Таким образом, починка обуви была одной из основных проблем нашей семейной жизни. Когда я в конце месяца приносил жене конверт с жалованьем, она раскладывала деньги на кучки:

— За мясо… За квартиру… За газ… — А для последней кучки оставалось несколько серебряных монет. — Тебе на башмаки…

Мы постоянно мечтали купить мне новые башмаки, но еще долго мечта эта оставалась только мечтой. Я подолгу скрывал от жены, что башмаки мои текут и подметки, еле державшиеся на гвоздях, жадно впитывают влагу с мостовой.

Я говорю здесь об этом отнюдь не с горечью, а с улыбкой, мне кажется, рассказать об этом необходимо, чтобы дать представление о тогдашней жизни полицейского чиновника.

Такси в те годы не было, но, если бы даже машины шли по улицам вереницей, они оставались бы для нас недоступными, как недоступны были извозчики, которых мы нанимали только в исключительных случаях.

К тому же наружная служба как раз в том и заключается, чтобы ходить взад-вперед по тротуарам, сновать в толпе с утра до вечера или с вечера до утра.

Почему-то, когда я думаю об этом времени, мне прежде всего приходит на память дождь. Будто дождь лил тогда не переставая и вообще погода стояла совсем не та, что теперь. Это, очевидно, потому, что дождь еще больше осложнял нашу работу. От него не только насквозь промокали носки, но и пальто, которое постепенно превращалось в холодный компресс, и шляпа, с полей которой стекали ручейки, синели засунутые в карманы руки.

Улицы освещались гораздо хуже, чем теперь. Многие из них на окраине были немощеными. По вечерам в темноте загорались желтоватые квадраты окон — комнаты освещались преимущественно керосиновыми лампами, а у тех, кто победнее, — сальными свечами.

А еще были апаши.

Повелась такая мода — шалить с ножом в темноте, и не обязательно ради выгоды, не всегда ради бумажника или часов прохожего. Видимо, просто хотелось доказать самому себе, что ты мужчина, гроза здешних мест, покуражиться перед потаскушками, которые в черных плиссированных юбках с пышными прическами поджидали клиентов на панели, под газовым фонарем.

Оружия у нас не было. Вопреки обывательским представлениям, полицейский в штатском не имеет права носить оружие, а если нам и случается взять с собой револьвер, это делается в нарушение правил и под личную ответственность.

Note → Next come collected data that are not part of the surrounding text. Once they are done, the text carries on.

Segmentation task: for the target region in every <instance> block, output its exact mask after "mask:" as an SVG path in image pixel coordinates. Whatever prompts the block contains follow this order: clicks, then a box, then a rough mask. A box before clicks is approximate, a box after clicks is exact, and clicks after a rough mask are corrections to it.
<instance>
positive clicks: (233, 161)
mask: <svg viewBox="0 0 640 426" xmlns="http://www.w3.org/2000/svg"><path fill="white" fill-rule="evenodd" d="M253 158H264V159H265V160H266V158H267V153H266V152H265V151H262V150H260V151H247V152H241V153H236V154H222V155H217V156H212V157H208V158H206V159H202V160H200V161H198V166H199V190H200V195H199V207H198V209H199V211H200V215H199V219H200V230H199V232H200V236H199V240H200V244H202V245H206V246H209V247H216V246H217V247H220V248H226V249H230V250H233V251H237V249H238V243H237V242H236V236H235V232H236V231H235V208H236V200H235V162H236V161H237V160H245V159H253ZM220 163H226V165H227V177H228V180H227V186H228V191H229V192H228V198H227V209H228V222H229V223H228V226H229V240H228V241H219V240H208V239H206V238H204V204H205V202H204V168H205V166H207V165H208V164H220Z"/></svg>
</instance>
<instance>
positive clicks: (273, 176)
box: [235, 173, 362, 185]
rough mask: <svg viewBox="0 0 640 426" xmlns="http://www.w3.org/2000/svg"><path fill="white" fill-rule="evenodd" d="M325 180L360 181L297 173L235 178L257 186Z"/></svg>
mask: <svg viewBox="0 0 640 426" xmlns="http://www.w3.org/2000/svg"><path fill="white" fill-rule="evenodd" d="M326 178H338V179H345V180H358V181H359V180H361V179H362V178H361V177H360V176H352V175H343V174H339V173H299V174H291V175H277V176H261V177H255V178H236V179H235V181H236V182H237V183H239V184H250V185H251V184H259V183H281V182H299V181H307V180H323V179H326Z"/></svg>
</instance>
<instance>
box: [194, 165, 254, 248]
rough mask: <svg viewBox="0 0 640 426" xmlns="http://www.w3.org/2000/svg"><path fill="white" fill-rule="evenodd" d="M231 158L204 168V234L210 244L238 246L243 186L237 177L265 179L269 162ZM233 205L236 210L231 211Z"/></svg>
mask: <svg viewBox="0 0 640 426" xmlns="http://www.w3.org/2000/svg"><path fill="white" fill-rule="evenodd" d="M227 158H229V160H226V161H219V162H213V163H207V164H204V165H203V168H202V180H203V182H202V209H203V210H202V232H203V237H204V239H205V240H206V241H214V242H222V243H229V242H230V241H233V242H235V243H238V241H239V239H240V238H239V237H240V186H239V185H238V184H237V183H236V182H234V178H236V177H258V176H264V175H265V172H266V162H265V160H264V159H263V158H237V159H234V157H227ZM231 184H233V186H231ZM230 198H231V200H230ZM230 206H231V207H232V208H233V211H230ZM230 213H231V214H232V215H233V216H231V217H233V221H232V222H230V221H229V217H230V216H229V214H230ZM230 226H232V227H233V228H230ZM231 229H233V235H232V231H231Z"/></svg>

Но молодые, конечно, не могли себе это позволить.

Между тем по иным улицам, вблизи Ла-Виллетт, Менильмонтана и Итальянских ворот, мы ходили весьма неохотно и подчас вздрагивали от стука собственных башмаков.

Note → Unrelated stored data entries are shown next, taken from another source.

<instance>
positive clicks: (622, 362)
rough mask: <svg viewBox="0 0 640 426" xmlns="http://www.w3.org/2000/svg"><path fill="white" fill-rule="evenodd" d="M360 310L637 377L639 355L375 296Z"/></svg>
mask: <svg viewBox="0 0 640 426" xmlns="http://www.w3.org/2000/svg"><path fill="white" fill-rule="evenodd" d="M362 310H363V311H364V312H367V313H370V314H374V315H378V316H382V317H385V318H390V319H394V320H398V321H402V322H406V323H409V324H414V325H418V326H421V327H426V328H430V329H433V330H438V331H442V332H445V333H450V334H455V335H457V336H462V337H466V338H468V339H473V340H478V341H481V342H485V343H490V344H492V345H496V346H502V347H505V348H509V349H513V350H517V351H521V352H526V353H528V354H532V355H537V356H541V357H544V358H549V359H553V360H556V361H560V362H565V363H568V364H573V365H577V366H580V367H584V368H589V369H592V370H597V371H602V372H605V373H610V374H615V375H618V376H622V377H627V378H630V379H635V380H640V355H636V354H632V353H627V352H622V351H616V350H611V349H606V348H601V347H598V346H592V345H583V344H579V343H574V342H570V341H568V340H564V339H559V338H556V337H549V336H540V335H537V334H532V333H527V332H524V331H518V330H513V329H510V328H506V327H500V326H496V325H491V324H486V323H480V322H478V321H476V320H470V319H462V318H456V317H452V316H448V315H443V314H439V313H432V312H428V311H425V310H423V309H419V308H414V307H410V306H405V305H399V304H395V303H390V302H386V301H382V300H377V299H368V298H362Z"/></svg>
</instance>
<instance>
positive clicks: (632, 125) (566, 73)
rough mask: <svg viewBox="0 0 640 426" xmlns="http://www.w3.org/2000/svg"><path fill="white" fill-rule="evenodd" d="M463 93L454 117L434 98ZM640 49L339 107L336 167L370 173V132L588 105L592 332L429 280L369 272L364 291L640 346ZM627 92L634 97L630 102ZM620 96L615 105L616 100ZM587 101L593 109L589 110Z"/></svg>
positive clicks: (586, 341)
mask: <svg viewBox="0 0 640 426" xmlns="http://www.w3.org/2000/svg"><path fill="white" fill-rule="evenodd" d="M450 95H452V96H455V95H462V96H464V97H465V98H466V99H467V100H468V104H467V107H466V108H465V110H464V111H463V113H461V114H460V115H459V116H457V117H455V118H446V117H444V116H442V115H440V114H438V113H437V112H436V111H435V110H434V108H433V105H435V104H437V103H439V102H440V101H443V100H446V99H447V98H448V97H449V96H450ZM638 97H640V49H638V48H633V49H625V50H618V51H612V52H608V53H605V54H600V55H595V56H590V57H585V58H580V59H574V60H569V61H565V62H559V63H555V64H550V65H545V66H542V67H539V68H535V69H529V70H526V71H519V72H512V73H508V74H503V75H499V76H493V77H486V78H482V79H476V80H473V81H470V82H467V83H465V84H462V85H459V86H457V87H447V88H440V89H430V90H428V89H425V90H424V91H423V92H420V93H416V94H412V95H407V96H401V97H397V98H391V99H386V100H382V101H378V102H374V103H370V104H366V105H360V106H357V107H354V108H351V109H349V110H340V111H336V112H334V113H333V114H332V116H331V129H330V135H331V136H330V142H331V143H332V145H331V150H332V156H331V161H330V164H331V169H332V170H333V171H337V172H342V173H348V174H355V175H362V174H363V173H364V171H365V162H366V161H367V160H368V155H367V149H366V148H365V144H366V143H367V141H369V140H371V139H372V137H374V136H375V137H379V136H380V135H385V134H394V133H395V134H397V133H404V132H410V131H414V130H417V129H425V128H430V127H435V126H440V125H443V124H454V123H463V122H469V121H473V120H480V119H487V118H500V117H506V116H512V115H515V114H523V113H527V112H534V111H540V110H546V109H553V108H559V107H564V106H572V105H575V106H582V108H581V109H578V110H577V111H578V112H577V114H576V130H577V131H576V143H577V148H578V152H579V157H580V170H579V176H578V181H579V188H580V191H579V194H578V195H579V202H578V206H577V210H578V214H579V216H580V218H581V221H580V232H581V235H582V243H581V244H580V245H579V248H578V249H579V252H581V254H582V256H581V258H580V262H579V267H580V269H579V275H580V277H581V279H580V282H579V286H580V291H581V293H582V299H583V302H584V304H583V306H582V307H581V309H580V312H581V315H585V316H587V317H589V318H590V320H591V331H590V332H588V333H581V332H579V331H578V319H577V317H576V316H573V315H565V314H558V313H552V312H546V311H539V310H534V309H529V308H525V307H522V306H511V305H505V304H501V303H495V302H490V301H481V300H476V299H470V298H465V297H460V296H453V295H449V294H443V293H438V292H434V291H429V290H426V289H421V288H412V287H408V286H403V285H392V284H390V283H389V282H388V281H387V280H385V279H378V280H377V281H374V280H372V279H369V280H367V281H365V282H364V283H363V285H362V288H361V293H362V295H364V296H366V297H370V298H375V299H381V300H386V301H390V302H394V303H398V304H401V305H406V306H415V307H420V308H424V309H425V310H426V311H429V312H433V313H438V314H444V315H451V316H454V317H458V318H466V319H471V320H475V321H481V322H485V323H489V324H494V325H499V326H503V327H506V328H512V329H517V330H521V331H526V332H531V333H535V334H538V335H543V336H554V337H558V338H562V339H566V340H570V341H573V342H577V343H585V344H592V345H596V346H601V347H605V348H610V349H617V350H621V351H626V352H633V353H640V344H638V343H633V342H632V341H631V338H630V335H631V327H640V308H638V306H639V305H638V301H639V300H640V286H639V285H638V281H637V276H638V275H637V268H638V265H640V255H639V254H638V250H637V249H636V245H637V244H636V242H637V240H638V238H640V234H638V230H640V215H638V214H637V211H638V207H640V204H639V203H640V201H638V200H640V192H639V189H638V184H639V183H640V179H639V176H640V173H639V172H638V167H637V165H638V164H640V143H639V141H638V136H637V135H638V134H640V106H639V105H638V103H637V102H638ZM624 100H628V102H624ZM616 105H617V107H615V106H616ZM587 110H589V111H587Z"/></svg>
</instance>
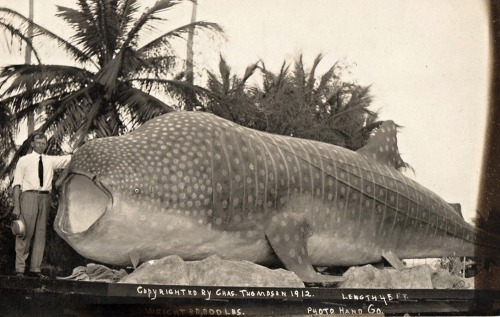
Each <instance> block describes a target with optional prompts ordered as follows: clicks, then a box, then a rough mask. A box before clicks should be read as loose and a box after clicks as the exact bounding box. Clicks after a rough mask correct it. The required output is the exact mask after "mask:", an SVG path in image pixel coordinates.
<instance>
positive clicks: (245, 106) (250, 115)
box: [203, 56, 262, 129]
mask: <svg viewBox="0 0 500 317" xmlns="http://www.w3.org/2000/svg"><path fill="white" fill-rule="evenodd" d="M257 69H258V64H252V65H250V66H248V67H247V68H246V70H245V73H244V74H243V75H242V76H241V77H240V76H238V75H237V74H232V70H231V67H230V66H229V65H228V64H227V61H226V60H225V59H224V58H223V57H222V56H220V60H219V74H217V73H215V72H213V71H207V74H208V80H207V84H206V85H207V89H208V91H210V96H211V99H209V100H208V101H207V102H206V104H205V108H204V109H203V110H205V111H208V112H211V113H213V114H215V115H217V116H219V117H222V118H225V119H228V120H231V121H233V122H236V123H238V124H240V125H243V126H246V127H249V128H254V129H261V128H262V127H261V125H260V124H259V123H260V121H262V118H260V116H261V115H262V112H261V111H260V109H259V107H258V105H257V103H256V99H255V94H258V88H256V87H248V80H249V79H250V77H252V75H253V74H254V73H255V71H256V70H257Z"/></svg>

О телефоне тоже долгое время мы лишь мечтали, он был нам не по карману. Если я задерживался на несколько часов, я не мог позвонить жене, и она проводила вечер в одиночестве, сидя в столовой при свете газового рожка, прислушивалась к шагам на лестнице и по нескольку раз подогревала обед.

Что касается усов, знакомым всем по карикатурам, они тоже вполне соответствуют действительности. Ведь безусый мужчина мог легко сойти за лакея!

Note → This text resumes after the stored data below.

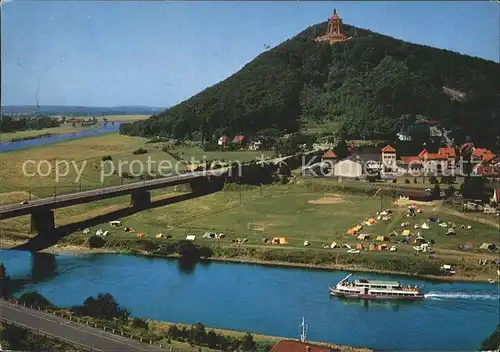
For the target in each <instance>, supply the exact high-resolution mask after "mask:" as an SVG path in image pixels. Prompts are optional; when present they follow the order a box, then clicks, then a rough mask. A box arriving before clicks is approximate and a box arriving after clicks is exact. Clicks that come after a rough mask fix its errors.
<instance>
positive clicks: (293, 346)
mask: <svg viewBox="0 0 500 352" xmlns="http://www.w3.org/2000/svg"><path fill="white" fill-rule="evenodd" d="M331 351H335V350H334V349H332V348H329V347H326V346H319V345H313V344H311V343H308V342H300V341H295V340H281V341H280V342H278V343H277V344H276V345H274V346H273V348H271V351H270V352H331Z"/></svg>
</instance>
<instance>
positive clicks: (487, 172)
mask: <svg viewBox="0 0 500 352" xmlns="http://www.w3.org/2000/svg"><path fill="white" fill-rule="evenodd" d="M473 171H474V173H476V174H477V175H482V176H485V177H499V176H500V167H498V166H486V165H481V164H478V165H476V166H475V167H474V168H473Z"/></svg>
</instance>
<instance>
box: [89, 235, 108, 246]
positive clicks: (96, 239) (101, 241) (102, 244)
mask: <svg viewBox="0 0 500 352" xmlns="http://www.w3.org/2000/svg"><path fill="white" fill-rule="evenodd" d="M105 244H106V241H105V240H104V238H102V237H99V236H96V235H93V236H90V237H89V239H88V245H89V248H102V247H103V246H104V245H105Z"/></svg>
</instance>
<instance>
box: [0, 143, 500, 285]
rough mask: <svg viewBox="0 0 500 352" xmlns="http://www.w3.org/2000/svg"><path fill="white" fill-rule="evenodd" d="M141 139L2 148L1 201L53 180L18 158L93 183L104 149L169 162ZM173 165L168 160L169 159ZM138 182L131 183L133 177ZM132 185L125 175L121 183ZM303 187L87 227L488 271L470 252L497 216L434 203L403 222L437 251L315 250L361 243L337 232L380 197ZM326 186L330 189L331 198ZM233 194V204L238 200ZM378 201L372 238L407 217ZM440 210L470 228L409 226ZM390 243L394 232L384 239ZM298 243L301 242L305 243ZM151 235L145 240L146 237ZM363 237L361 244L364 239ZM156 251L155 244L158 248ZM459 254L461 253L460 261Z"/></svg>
mask: <svg viewBox="0 0 500 352" xmlns="http://www.w3.org/2000/svg"><path fill="white" fill-rule="evenodd" d="M146 142H147V140H146V139H141V138H133V137H127V136H120V135H117V134H114V135H108V136H99V137H90V138H86V139H81V140H75V141H70V142H66V143H60V144H55V145H51V146H47V147H44V148H43V149H42V148H34V149H30V150H27V151H17V152H10V153H4V154H3V155H2V158H1V161H0V162H1V163H2V165H1V167H0V170H1V171H0V179H1V180H2V184H1V187H2V189H1V191H3V193H0V204H9V203H15V202H19V201H20V200H23V199H27V197H28V193H27V190H28V189H29V187H30V185H31V187H32V199H34V198H35V197H45V196H50V195H51V194H52V192H53V187H54V185H55V181H54V179H53V178H50V177H46V178H41V177H37V178H35V177H34V178H31V179H30V178H27V177H23V176H22V174H21V165H22V163H23V161H24V160H27V159H32V160H42V159H48V160H50V161H51V162H52V164H54V163H55V161H56V160H59V159H63V158H65V159H69V160H76V161H78V163H80V164H81V163H83V161H84V160H87V161H88V165H87V168H86V169H85V171H84V173H83V177H82V186H83V187H84V188H85V187H93V188H96V187H101V184H100V181H99V174H100V170H99V165H100V161H101V159H102V157H103V156H105V155H111V156H112V158H113V161H114V162H118V160H135V159H139V160H146V159H147V158H148V157H149V156H151V158H152V159H153V160H169V158H170V156H168V154H166V153H165V152H163V151H162V150H161V148H160V146H159V145H158V144H150V143H146ZM138 148H145V149H147V150H148V153H147V154H143V155H139V156H135V155H133V154H132V152H133V151H134V150H136V149H138ZM177 152H182V153H183V154H182V157H183V158H184V159H187V158H188V156H190V155H193V156H195V157H197V158H201V156H202V155H203V154H202V153H203V152H201V151H200V150H198V149H197V148H196V147H183V148H178V150H177ZM256 153H257V154H260V152H224V153H221V152H214V155H213V156H207V159H210V158H212V157H213V158H218V159H225V160H228V159H234V158H240V159H244V158H247V159H248V158H253V157H255V154H256ZM171 161H172V162H174V160H171ZM75 176H76V173H75V172H74V170H71V171H70V173H69V174H68V176H66V177H64V178H62V180H61V181H60V182H59V184H57V187H58V193H59V192H61V191H64V192H74V191H77V190H78V187H79V186H78V184H75V183H74V182H73V181H74V178H75ZM134 181H137V180H134ZM119 182H120V178H119V177H118V176H115V177H111V178H110V179H107V181H106V185H109V184H119ZM129 182H131V181H129ZM307 182H308V185H306V184H304V183H301V181H300V180H299V182H297V183H298V184H294V185H283V186H278V185H274V186H266V187H263V188H262V189H261V188H259V187H257V188H249V187H247V188H245V189H243V190H242V191H241V192H240V191H239V190H237V189H236V190H235V189H234V185H233V190H232V191H230V190H226V191H224V192H219V193H217V194H213V195H209V196H205V197H202V198H198V199H193V200H189V201H185V202H182V203H178V204H174V205H169V206H168V207H162V208H156V209H150V210H147V211H143V212H140V213H137V214H135V215H131V216H129V217H127V218H125V219H123V222H124V225H125V226H129V227H133V228H135V229H136V230H137V231H140V232H144V233H145V234H146V236H145V237H144V238H143V239H142V240H139V239H138V238H137V237H136V235H135V234H129V233H125V232H124V231H123V230H121V229H114V228H110V227H109V225H108V224H102V225H101V226H96V227H94V228H92V231H95V230H97V228H99V227H100V228H102V229H104V230H110V232H111V235H110V236H109V237H108V238H107V245H106V249H107V250H112V251H116V250H118V251H120V250H124V251H130V250H141V249H144V248H153V249H154V248H156V247H160V246H161V245H162V244H164V243H165V242H166V241H169V240H157V239H155V238H154V235H155V234H156V233H158V232H162V233H164V234H171V235H172V236H173V239H172V240H174V241H175V240H180V239H184V238H185V236H186V234H187V233H193V234H197V235H198V238H197V239H196V241H195V243H196V244H200V245H208V246H211V247H212V249H213V251H214V255H213V257H214V258H215V259H220V260H234V261H254V262H263V263H274V264H288V265H313V266H318V267H325V268H331V269H332V268H337V269H339V268H343V269H346V270H347V269H349V270H350V269H356V270H360V269H364V270H378V271H387V272H401V273H412V274H432V273H436V270H437V268H439V266H440V265H441V264H443V263H451V264H456V265H457V276H456V277H457V278H458V277H460V278H463V277H464V276H465V275H473V276H475V277H476V279H486V278H488V277H492V276H495V275H496V273H495V270H494V268H493V266H479V265H478V259H482V258H489V259H493V258H495V255H493V254H489V253H479V252H478V251H477V248H478V246H479V245H480V244H481V243H482V242H493V243H496V244H498V231H499V228H498V221H497V220H498V219H495V218H494V217H492V216H486V215H483V214H480V215H479V214H478V215H470V214H463V213H459V212H457V211H455V210H453V209H451V208H449V207H448V206H445V205H443V204H441V203H432V204H427V205H423V206H422V209H423V211H424V213H423V214H419V215H418V216H417V217H416V218H414V219H411V220H410V223H411V230H412V233H414V234H415V233H416V232H417V231H421V232H422V233H423V235H424V236H425V237H426V238H432V239H434V240H435V241H436V244H435V245H434V247H435V249H436V251H437V253H436V254H435V255H433V256H432V257H429V256H428V255H420V256H415V255H414V250H413V249H412V245H402V244H397V246H398V251H397V252H395V253H391V252H369V251H367V252H364V251H362V253H360V254H359V255H354V254H347V253H346V250H345V249H334V250H332V249H323V248H322V246H323V245H325V244H327V245H329V244H330V243H332V242H333V241H336V242H339V243H348V244H350V245H355V244H356V243H358V242H360V241H358V240H357V239H356V238H355V237H353V236H349V235H347V234H346V230H347V229H348V228H349V227H352V226H354V225H356V224H357V223H359V222H360V221H362V220H363V219H364V218H366V217H369V216H373V215H375V213H376V212H377V211H379V210H380V207H381V201H380V198H379V197H378V196H377V197H373V192H374V189H373V188H372V187H371V186H369V187H362V188H360V187H352V186H351V185H340V184H337V183H335V182H334V183H331V182H330V181H329V180H316V179H312V180H308V181H307ZM325 193H331V194H330V195H328V194H326V195H325ZM176 194H179V193H176V192H173V190H172V189H164V190H158V191H154V192H153V193H152V197H153V200H160V199H164V198H167V197H171V196H172V195H176ZM240 200H241V202H240ZM128 205H129V197H120V198H115V199H108V200H103V201H100V202H94V203H89V204H84V205H78V206H73V207H68V208H64V209H58V210H56V211H55V215H56V224H57V225H58V226H60V225H64V224H68V223H73V222H79V221H83V220H86V219H88V218H92V217H95V216H98V215H101V214H106V213H109V212H112V211H115V210H118V209H121V208H125V207H127V206H128ZM382 207H383V208H389V207H391V208H392V209H393V210H394V215H393V217H392V219H391V220H390V221H379V222H377V223H376V224H375V225H374V226H372V227H365V228H364V229H363V231H362V232H364V233H365V232H367V233H370V234H372V235H373V236H377V235H388V234H389V233H390V232H391V231H392V230H397V231H398V232H399V233H400V232H401V231H402V228H401V227H400V224H401V222H403V221H406V220H407V219H406V217H405V214H404V211H405V209H406V207H404V206H393V205H392V198H391V197H390V196H388V195H386V196H384V197H383V198H382ZM431 215H432V216H437V217H440V218H441V219H442V220H443V221H446V222H455V223H457V224H458V225H461V224H466V225H467V224H470V225H471V226H472V229H470V230H466V229H460V228H458V229H457V236H445V235H444V233H445V232H446V229H444V228H441V227H438V226H436V225H435V224H434V225H433V226H432V227H431V229H429V230H415V229H413V226H414V225H415V224H421V223H422V222H423V221H424V220H425V219H427V218H428V217H429V216H431ZM205 231H216V232H224V233H225V234H226V235H227V237H226V239H224V240H221V241H215V240H203V239H201V235H202V234H203V233H204V232H205ZM2 232H3V234H4V239H7V238H8V237H9V236H8V235H9V234H10V237H11V238H12V236H14V237H20V238H21V239H23V238H25V236H26V234H27V233H28V232H29V217H28V216H24V217H19V218H15V219H9V220H6V221H3V222H2ZM87 237H88V236H87V235H83V234H82V233H75V234H73V235H71V236H69V237H68V238H66V239H65V240H64V241H63V243H65V244H73V245H82V244H84V243H85V241H86V239H87ZM263 237H266V238H272V237H286V238H287V240H288V244H287V245H285V246H279V245H269V244H263V243H262V238H263ZM237 238H240V239H242V238H247V239H248V242H246V243H244V244H238V243H235V242H233V241H235V240H236V239H237ZM391 239H392V241H393V242H394V240H395V239H397V238H394V237H392V238H391ZM305 240H307V241H309V243H310V246H308V247H304V246H303V243H304V241H305ZM468 241H471V242H473V244H474V246H475V250H473V251H472V252H463V251H460V250H459V249H458V246H459V245H462V244H464V243H465V242H468ZM147 242H151V243H152V245H151V244H145V243H147ZM369 243H370V242H369V241H367V242H366V243H365V245H366V246H368V245H369ZM159 253H161V248H160V250H159ZM459 258H464V260H463V261H460V259H459Z"/></svg>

Усы у меня были довольно длинные, цвета красного дерева, чуть потемнее отцовских и с острыми кончиками.

Со временем они становились все короче, пока не достигли размера зубной щетки, а потом и вовсе исчезли.

Что правда, то правда — большинство инспекторов щеголяли в усищах цвета ваксы, столь излюбленных карикатуристами. Это объясняется тем, что по какой-то загадочной причине профессия наша очень долго привлекала главным образом уроженцев Центрального массива.

Мало найдется в Париже улиц, где я не сбивал каблуков, внимательно глядя по сторонам и постепенно узнавая все ближе уличный люд: попрошаек, шарманщиков и цветочниц, ловких жуликов и карманников, а также проституток и пьяниц старух, почти каждую ночь попадавших в полицейский участок.

По ночам я обходил Центральный рынок, площадь Мобер, набережные и глухие уголки по соседству с ними.

Но самая трудная работа была на ярмарке Трона и ярмарке Нейи на Блошином рынке, на бегах в Лоншане, во время патриотических манифестаций, военных парадов, торжеств в честь иностранных коронованных особ, сопровождаемых кортежем открытых колясок, и во время представлений бродячих цирков.